Sanayi Devriminden Enerjide Sürdürülebilir&Yenilenebilir Devrime
Game Management (Av Hayvanı Yönetimi) adlı kitabında, Leopold, ekonomik zenginliği için insanoğlunun toprağı fakirleştirdiğini dile getirmiştir.
“Bir eylem biyotik topluluğun bütünlüğünü, dengesini ve güzelliğini koruduğunda doğru, aksi takdirde yanlış bir eylemdir.”
“Yirmi yüzyıl boyunca ilerlemecilik sokaktaki insana bir oy, bir milli marş, bir Ford marka araba, bir banka hesabı ve bir de üstünlük duygusu kazandırmış, ancak…
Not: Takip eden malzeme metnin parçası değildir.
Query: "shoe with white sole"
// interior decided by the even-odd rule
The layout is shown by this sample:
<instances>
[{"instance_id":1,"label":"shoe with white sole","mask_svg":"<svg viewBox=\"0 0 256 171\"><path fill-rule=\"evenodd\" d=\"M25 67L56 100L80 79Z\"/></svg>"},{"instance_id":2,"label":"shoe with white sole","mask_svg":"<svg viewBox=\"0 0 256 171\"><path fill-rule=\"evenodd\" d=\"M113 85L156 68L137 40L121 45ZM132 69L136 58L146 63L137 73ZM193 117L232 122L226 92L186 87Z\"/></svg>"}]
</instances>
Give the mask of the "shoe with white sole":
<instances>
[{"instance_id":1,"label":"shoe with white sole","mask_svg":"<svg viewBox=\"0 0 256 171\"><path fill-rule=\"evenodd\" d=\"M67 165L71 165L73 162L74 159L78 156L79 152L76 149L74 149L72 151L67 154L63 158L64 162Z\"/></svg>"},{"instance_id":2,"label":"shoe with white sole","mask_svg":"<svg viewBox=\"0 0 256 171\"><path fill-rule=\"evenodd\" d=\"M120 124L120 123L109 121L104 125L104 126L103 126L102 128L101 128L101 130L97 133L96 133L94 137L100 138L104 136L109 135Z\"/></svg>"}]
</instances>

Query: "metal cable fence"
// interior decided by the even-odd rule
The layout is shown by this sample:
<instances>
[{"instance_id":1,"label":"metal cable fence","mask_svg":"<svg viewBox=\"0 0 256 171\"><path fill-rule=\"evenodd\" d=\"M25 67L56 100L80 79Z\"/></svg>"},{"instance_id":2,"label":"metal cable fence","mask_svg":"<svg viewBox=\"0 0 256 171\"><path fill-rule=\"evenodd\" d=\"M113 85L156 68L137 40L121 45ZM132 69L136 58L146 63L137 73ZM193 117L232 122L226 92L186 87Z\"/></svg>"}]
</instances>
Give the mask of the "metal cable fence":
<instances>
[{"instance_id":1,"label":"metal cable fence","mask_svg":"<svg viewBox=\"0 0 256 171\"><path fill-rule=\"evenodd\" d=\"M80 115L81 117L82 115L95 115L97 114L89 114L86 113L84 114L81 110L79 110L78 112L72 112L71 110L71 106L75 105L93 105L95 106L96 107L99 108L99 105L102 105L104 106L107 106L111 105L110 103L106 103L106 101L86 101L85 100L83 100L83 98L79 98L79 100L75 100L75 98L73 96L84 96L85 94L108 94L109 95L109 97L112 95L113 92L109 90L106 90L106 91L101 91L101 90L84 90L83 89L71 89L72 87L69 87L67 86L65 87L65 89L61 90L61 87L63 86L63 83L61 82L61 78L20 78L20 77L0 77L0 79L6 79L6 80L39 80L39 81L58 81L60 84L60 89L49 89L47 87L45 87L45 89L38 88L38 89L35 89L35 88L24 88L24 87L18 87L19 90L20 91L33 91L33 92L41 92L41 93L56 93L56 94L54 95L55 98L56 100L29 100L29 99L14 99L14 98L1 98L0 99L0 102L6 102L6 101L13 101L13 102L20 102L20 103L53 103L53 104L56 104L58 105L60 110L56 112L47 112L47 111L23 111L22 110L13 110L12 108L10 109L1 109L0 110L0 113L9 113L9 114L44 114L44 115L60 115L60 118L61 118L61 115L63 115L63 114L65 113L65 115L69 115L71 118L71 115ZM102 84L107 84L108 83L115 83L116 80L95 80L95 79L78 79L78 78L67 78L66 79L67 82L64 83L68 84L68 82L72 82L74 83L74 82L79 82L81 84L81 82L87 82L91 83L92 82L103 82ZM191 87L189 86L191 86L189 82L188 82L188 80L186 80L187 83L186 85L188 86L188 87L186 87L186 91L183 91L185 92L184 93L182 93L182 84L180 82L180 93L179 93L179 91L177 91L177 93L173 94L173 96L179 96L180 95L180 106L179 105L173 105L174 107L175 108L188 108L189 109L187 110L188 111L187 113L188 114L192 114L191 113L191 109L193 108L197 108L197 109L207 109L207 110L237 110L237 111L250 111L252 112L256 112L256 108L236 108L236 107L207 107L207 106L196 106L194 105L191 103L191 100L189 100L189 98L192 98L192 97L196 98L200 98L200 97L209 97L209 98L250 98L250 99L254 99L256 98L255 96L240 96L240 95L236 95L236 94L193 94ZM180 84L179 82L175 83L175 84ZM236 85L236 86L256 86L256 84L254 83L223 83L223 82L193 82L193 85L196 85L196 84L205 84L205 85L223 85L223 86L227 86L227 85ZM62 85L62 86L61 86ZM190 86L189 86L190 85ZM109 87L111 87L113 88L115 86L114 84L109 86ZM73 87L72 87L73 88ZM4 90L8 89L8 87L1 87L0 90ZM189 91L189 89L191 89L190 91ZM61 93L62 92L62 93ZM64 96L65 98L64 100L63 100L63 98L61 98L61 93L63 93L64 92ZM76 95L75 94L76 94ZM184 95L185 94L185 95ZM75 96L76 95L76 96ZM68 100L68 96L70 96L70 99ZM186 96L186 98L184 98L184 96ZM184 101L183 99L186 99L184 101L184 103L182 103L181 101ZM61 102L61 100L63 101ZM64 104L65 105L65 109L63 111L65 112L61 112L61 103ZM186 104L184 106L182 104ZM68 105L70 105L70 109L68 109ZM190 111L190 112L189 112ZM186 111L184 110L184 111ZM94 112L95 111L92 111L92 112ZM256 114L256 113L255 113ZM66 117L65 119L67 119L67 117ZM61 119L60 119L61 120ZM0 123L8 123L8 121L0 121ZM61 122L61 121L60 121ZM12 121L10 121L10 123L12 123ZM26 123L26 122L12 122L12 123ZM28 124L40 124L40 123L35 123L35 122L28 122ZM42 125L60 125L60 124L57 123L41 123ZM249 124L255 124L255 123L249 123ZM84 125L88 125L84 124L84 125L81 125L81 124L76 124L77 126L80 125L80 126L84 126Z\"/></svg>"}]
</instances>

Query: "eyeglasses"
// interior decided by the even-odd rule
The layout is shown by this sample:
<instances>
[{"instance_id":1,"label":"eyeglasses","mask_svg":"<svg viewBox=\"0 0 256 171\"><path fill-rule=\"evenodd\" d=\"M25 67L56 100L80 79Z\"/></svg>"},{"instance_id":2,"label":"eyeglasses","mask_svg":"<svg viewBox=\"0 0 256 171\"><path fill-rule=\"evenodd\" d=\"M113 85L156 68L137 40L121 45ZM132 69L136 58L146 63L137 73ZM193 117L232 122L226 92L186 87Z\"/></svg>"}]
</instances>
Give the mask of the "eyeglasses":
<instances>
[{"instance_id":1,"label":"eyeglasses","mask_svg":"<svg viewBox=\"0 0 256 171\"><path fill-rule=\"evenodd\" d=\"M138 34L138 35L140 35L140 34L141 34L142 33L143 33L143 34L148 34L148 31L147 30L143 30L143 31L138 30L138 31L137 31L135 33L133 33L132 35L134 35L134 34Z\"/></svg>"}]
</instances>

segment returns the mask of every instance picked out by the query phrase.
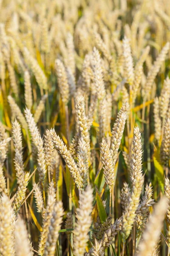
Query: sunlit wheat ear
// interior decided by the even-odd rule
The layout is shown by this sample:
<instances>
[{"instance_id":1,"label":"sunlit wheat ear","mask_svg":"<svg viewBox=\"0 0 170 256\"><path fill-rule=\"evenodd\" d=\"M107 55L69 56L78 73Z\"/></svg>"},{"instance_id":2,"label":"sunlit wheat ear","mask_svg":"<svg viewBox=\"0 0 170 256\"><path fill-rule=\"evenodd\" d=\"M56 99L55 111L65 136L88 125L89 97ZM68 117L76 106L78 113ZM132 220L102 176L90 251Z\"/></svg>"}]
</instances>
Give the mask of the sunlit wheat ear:
<instances>
[{"instance_id":1,"label":"sunlit wheat ear","mask_svg":"<svg viewBox=\"0 0 170 256\"><path fill-rule=\"evenodd\" d=\"M82 178L83 187L85 187L88 183L88 153L82 137L80 137L78 141L77 165Z\"/></svg>"},{"instance_id":2,"label":"sunlit wheat ear","mask_svg":"<svg viewBox=\"0 0 170 256\"><path fill-rule=\"evenodd\" d=\"M8 69L9 71L9 76L10 79L10 84L12 87L13 93L17 97L18 97L18 87L17 84L15 72L13 67L10 63L8 64Z\"/></svg>"},{"instance_id":3,"label":"sunlit wheat ear","mask_svg":"<svg viewBox=\"0 0 170 256\"><path fill-rule=\"evenodd\" d=\"M33 188L37 211L38 212L41 212L44 207L44 202L41 189L38 185L36 183L34 183Z\"/></svg>"},{"instance_id":4,"label":"sunlit wheat ear","mask_svg":"<svg viewBox=\"0 0 170 256\"><path fill-rule=\"evenodd\" d=\"M0 142L0 163L2 166L3 166L6 158L8 151L8 143L11 140L11 138L7 138Z\"/></svg>"},{"instance_id":5,"label":"sunlit wheat ear","mask_svg":"<svg viewBox=\"0 0 170 256\"><path fill-rule=\"evenodd\" d=\"M67 219L65 221L65 228L66 229L70 229L73 228L73 216L71 212L69 212L67 213ZM70 239L70 234L71 233L72 231L68 231L67 232L67 235L68 236L68 239Z\"/></svg>"},{"instance_id":6,"label":"sunlit wheat ear","mask_svg":"<svg viewBox=\"0 0 170 256\"><path fill-rule=\"evenodd\" d=\"M69 88L65 69L59 59L55 61L55 65L62 101L67 105L69 98Z\"/></svg>"},{"instance_id":7,"label":"sunlit wheat ear","mask_svg":"<svg viewBox=\"0 0 170 256\"><path fill-rule=\"evenodd\" d=\"M38 252L40 255L44 255L45 244L47 239L49 227L56 203L56 192L54 187L54 183L51 181L48 190L47 205L43 221L42 231L41 233L39 244Z\"/></svg>"},{"instance_id":8,"label":"sunlit wheat ear","mask_svg":"<svg viewBox=\"0 0 170 256\"><path fill-rule=\"evenodd\" d=\"M12 113L19 120L23 128L26 130L27 128L27 124L26 123L24 116L22 113L18 105L15 102L14 99L11 96L9 95L8 96L8 100L9 103Z\"/></svg>"},{"instance_id":9,"label":"sunlit wheat ear","mask_svg":"<svg viewBox=\"0 0 170 256\"><path fill-rule=\"evenodd\" d=\"M121 206L123 212L127 209L129 203L129 198L130 196L130 189L128 184L126 182L124 182L123 186L120 193L120 199L121 202Z\"/></svg>"},{"instance_id":10,"label":"sunlit wheat ear","mask_svg":"<svg viewBox=\"0 0 170 256\"><path fill-rule=\"evenodd\" d=\"M24 221L18 217L15 225L15 250L18 256L33 256Z\"/></svg>"},{"instance_id":11,"label":"sunlit wheat ear","mask_svg":"<svg viewBox=\"0 0 170 256\"><path fill-rule=\"evenodd\" d=\"M132 191L127 207L123 212L122 237L123 243L129 236L136 216L136 211L138 207L144 177L142 174L142 145L141 135L139 127L134 129L132 154L131 160L130 179Z\"/></svg>"},{"instance_id":12,"label":"sunlit wheat ear","mask_svg":"<svg viewBox=\"0 0 170 256\"><path fill-rule=\"evenodd\" d=\"M95 223L95 224L96 225L95 230L96 233L94 234L94 236L98 240L101 239L105 232L110 228L112 221L112 218L110 216L108 216L105 221L103 221L102 223L101 222L99 218L97 218L97 222Z\"/></svg>"},{"instance_id":13,"label":"sunlit wheat ear","mask_svg":"<svg viewBox=\"0 0 170 256\"><path fill-rule=\"evenodd\" d=\"M80 172L74 162L70 152L67 149L62 140L57 136L54 129L50 130L50 134L55 147L58 150L61 156L69 167L71 177L78 188L83 187L82 179Z\"/></svg>"},{"instance_id":14,"label":"sunlit wheat ear","mask_svg":"<svg viewBox=\"0 0 170 256\"><path fill-rule=\"evenodd\" d=\"M102 245L104 248L109 247L113 242L115 236L121 230L122 220L116 219L113 224L111 224L108 229L105 232L102 239Z\"/></svg>"},{"instance_id":15,"label":"sunlit wheat ear","mask_svg":"<svg viewBox=\"0 0 170 256\"><path fill-rule=\"evenodd\" d=\"M124 77L127 82L132 85L134 80L133 61L128 39L125 37L123 41L124 57Z\"/></svg>"},{"instance_id":16,"label":"sunlit wheat ear","mask_svg":"<svg viewBox=\"0 0 170 256\"><path fill-rule=\"evenodd\" d=\"M67 66L71 69L74 75L76 71L74 45L73 37L70 32L67 33L66 43L68 52Z\"/></svg>"},{"instance_id":17,"label":"sunlit wheat ear","mask_svg":"<svg viewBox=\"0 0 170 256\"><path fill-rule=\"evenodd\" d=\"M32 141L37 150L38 170L40 180L40 182L43 182L46 169L43 140L30 111L28 108L26 108L25 110L25 114Z\"/></svg>"},{"instance_id":18,"label":"sunlit wheat ear","mask_svg":"<svg viewBox=\"0 0 170 256\"><path fill-rule=\"evenodd\" d=\"M86 90L89 90L93 80L93 73L91 66L92 53L85 55L82 65L82 76L83 82L85 83Z\"/></svg>"},{"instance_id":19,"label":"sunlit wheat ear","mask_svg":"<svg viewBox=\"0 0 170 256\"><path fill-rule=\"evenodd\" d=\"M152 254L159 239L165 213L168 208L167 203L168 199L164 196L155 207L153 212L149 217L149 221L139 245L138 256Z\"/></svg>"},{"instance_id":20,"label":"sunlit wheat ear","mask_svg":"<svg viewBox=\"0 0 170 256\"><path fill-rule=\"evenodd\" d=\"M85 256L104 256L104 255L105 249L102 246L102 241L99 241L96 239L93 247L85 254Z\"/></svg>"},{"instance_id":21,"label":"sunlit wheat ear","mask_svg":"<svg viewBox=\"0 0 170 256\"><path fill-rule=\"evenodd\" d=\"M103 75L101 59L99 52L95 47L93 51L93 57L91 61L91 67L93 73L94 93L97 94L99 100L102 99L106 95L105 84L103 80Z\"/></svg>"},{"instance_id":22,"label":"sunlit wheat ear","mask_svg":"<svg viewBox=\"0 0 170 256\"><path fill-rule=\"evenodd\" d=\"M154 200L152 198L153 191L151 183L149 185L146 184L144 195L143 196L136 213L137 216L135 218L137 229L137 236L138 238L144 227L149 214L150 207L154 204Z\"/></svg>"},{"instance_id":23,"label":"sunlit wheat ear","mask_svg":"<svg viewBox=\"0 0 170 256\"><path fill-rule=\"evenodd\" d=\"M72 97L74 97L76 91L75 78L70 67L67 67L66 71L68 83L69 86L70 95Z\"/></svg>"},{"instance_id":24,"label":"sunlit wheat ear","mask_svg":"<svg viewBox=\"0 0 170 256\"><path fill-rule=\"evenodd\" d=\"M167 43L148 73L145 87L145 97L147 98L150 95L154 80L160 69L162 63L165 60L166 55L170 49L170 45L169 42Z\"/></svg>"},{"instance_id":25,"label":"sunlit wheat ear","mask_svg":"<svg viewBox=\"0 0 170 256\"><path fill-rule=\"evenodd\" d=\"M23 145L21 126L16 119L12 123L12 136L15 149L14 164L16 176L18 179L24 173Z\"/></svg>"},{"instance_id":26,"label":"sunlit wheat ear","mask_svg":"<svg viewBox=\"0 0 170 256\"><path fill-rule=\"evenodd\" d=\"M53 162L54 157L54 146L49 130L47 129L46 130L45 135L44 135L44 137L45 163L50 173L52 172Z\"/></svg>"},{"instance_id":27,"label":"sunlit wheat ear","mask_svg":"<svg viewBox=\"0 0 170 256\"><path fill-rule=\"evenodd\" d=\"M42 21L41 26L41 49L45 53L48 53L50 50L48 25L46 19Z\"/></svg>"},{"instance_id":28,"label":"sunlit wheat ear","mask_svg":"<svg viewBox=\"0 0 170 256\"><path fill-rule=\"evenodd\" d=\"M40 87L44 89L47 89L47 78L37 60L31 55L26 47L24 47L23 55L25 61L30 67Z\"/></svg>"},{"instance_id":29,"label":"sunlit wheat ear","mask_svg":"<svg viewBox=\"0 0 170 256\"><path fill-rule=\"evenodd\" d=\"M97 32L94 32L94 36L97 48L101 51L105 57L109 61L111 60L111 56L109 51L103 40L102 39L100 35Z\"/></svg>"},{"instance_id":30,"label":"sunlit wheat ear","mask_svg":"<svg viewBox=\"0 0 170 256\"><path fill-rule=\"evenodd\" d=\"M161 160L164 166L168 166L170 154L170 119L165 121L163 138L162 140L160 157Z\"/></svg>"},{"instance_id":31,"label":"sunlit wheat ear","mask_svg":"<svg viewBox=\"0 0 170 256\"><path fill-rule=\"evenodd\" d=\"M85 100L83 96L78 97L76 99L76 108L78 122L81 135L86 144L88 156L90 154L90 135L88 131L87 118L85 114Z\"/></svg>"},{"instance_id":32,"label":"sunlit wheat ear","mask_svg":"<svg viewBox=\"0 0 170 256\"><path fill-rule=\"evenodd\" d=\"M115 181L114 165L111 155L111 151L105 140L103 139L100 149L102 154L101 160L103 164L105 181L111 190Z\"/></svg>"},{"instance_id":33,"label":"sunlit wheat ear","mask_svg":"<svg viewBox=\"0 0 170 256\"><path fill-rule=\"evenodd\" d=\"M159 143L161 136L162 121L159 116L159 100L157 97L154 99L153 104L153 115L154 119L155 136Z\"/></svg>"},{"instance_id":34,"label":"sunlit wheat ear","mask_svg":"<svg viewBox=\"0 0 170 256\"><path fill-rule=\"evenodd\" d=\"M26 198L26 193L29 181L29 173L23 174L18 179L19 184L18 189L16 193L13 203L13 208L16 214L18 213L21 207L22 204Z\"/></svg>"},{"instance_id":35,"label":"sunlit wheat ear","mask_svg":"<svg viewBox=\"0 0 170 256\"><path fill-rule=\"evenodd\" d=\"M32 108L33 99L32 88L31 84L30 76L28 70L24 73L24 97L27 108L30 110Z\"/></svg>"},{"instance_id":36,"label":"sunlit wheat ear","mask_svg":"<svg viewBox=\"0 0 170 256\"><path fill-rule=\"evenodd\" d=\"M125 129L125 124L127 118L126 112L123 112L119 116L118 122L114 125L112 132L111 148L112 157L115 165L119 149L121 143ZM116 122L117 119L116 120Z\"/></svg>"},{"instance_id":37,"label":"sunlit wheat ear","mask_svg":"<svg viewBox=\"0 0 170 256\"><path fill-rule=\"evenodd\" d=\"M38 104L37 107L37 108L35 113L34 116L34 120L35 122L37 122L39 120L40 117L41 116L41 114L42 113L42 112L44 108L45 100L47 98L47 95L44 95L42 96L41 100Z\"/></svg>"},{"instance_id":38,"label":"sunlit wheat ear","mask_svg":"<svg viewBox=\"0 0 170 256\"><path fill-rule=\"evenodd\" d=\"M0 254L14 256L15 216L9 199L4 194L0 198Z\"/></svg>"},{"instance_id":39,"label":"sunlit wheat ear","mask_svg":"<svg viewBox=\"0 0 170 256\"><path fill-rule=\"evenodd\" d=\"M168 246L170 246L170 183L168 178L165 178L164 185L164 194L168 200L168 208L166 213L167 239Z\"/></svg>"},{"instance_id":40,"label":"sunlit wheat ear","mask_svg":"<svg viewBox=\"0 0 170 256\"><path fill-rule=\"evenodd\" d=\"M79 207L76 209L77 220L74 231L75 256L83 256L89 239L88 233L91 225L93 209L93 191L90 186L79 195Z\"/></svg>"},{"instance_id":41,"label":"sunlit wheat ear","mask_svg":"<svg viewBox=\"0 0 170 256\"><path fill-rule=\"evenodd\" d=\"M164 80L162 89L161 90L159 101L160 115L163 119L166 117L166 114L168 108L170 98L170 79L167 77Z\"/></svg>"},{"instance_id":42,"label":"sunlit wheat ear","mask_svg":"<svg viewBox=\"0 0 170 256\"><path fill-rule=\"evenodd\" d=\"M48 235L44 250L44 256L54 256L56 242L61 229L62 216L64 214L62 203L60 201L54 205L49 227Z\"/></svg>"}]
</instances>

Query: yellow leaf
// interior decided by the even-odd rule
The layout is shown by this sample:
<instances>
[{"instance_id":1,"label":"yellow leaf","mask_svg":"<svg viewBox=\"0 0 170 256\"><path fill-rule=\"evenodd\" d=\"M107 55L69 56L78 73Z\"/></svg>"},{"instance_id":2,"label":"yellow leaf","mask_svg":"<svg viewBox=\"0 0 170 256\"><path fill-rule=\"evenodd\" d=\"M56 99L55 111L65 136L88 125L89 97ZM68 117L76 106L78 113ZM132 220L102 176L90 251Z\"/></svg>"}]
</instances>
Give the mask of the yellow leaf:
<instances>
[{"instance_id":1,"label":"yellow leaf","mask_svg":"<svg viewBox=\"0 0 170 256\"><path fill-rule=\"evenodd\" d=\"M154 138L155 138L155 135L154 135L154 134L153 134L150 135L150 137L149 138L149 141L150 143L152 143L152 142L153 142L153 140Z\"/></svg>"},{"instance_id":2,"label":"yellow leaf","mask_svg":"<svg viewBox=\"0 0 170 256\"><path fill-rule=\"evenodd\" d=\"M40 232L42 232L42 228L41 227L40 225L40 224L39 224L39 223L38 222L38 221L37 220L37 218L35 217L34 214L34 213L33 210L32 210L32 209L31 207L31 206L30 206L30 205L28 203L28 205L29 209L30 210L31 215L31 217L32 218L32 219L34 221L34 223L35 223L37 227L37 229L38 229L39 231L40 231Z\"/></svg>"},{"instance_id":3,"label":"yellow leaf","mask_svg":"<svg viewBox=\"0 0 170 256\"><path fill-rule=\"evenodd\" d=\"M155 156L153 157L153 162L155 168L155 171L158 180L159 184L161 190L164 193L164 172L162 166L158 162Z\"/></svg>"},{"instance_id":4,"label":"yellow leaf","mask_svg":"<svg viewBox=\"0 0 170 256\"><path fill-rule=\"evenodd\" d=\"M99 124L94 121L93 121L92 125L94 127L99 127Z\"/></svg>"},{"instance_id":5,"label":"yellow leaf","mask_svg":"<svg viewBox=\"0 0 170 256\"><path fill-rule=\"evenodd\" d=\"M150 105L150 104L152 104L152 102L153 102L153 99L151 99L150 100L149 100L148 101L146 102L145 102L145 107L148 106L148 105ZM137 106L137 107L135 107L135 108L133 108L133 112L137 112L138 111L139 111L141 109L142 109L143 105L144 105L143 104L141 104L140 105L139 105L139 106Z\"/></svg>"}]
</instances>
Aldo Leopold, “Toprak Etiği”
Game Management (Av Hayvanı Yönetimi) adlı kitabında, Leopold, ekonomik zenginliği için insanoğlunun toprağı fakirleştirdiğini dile getirmiştir. Leopold’a göre, kendini doğanın üstünde gören insanoğlunun çevreye müdahale ederken, bilgi eksikliği yüzünden, biyotik sistemin kritik dengesini bozmuştur. Aldo Leopold’un “Toprak Etiği” kitabında “doğa koruma konusunda bir yüzyıldır süren propaganda fazla işe yaramamıştır; bütün yapılanlara rağmen “bir salyangoz hızıyla” yol alınmıştır; atılan “her ileri adımda iki adım geriye” gidilmektedir demiştir.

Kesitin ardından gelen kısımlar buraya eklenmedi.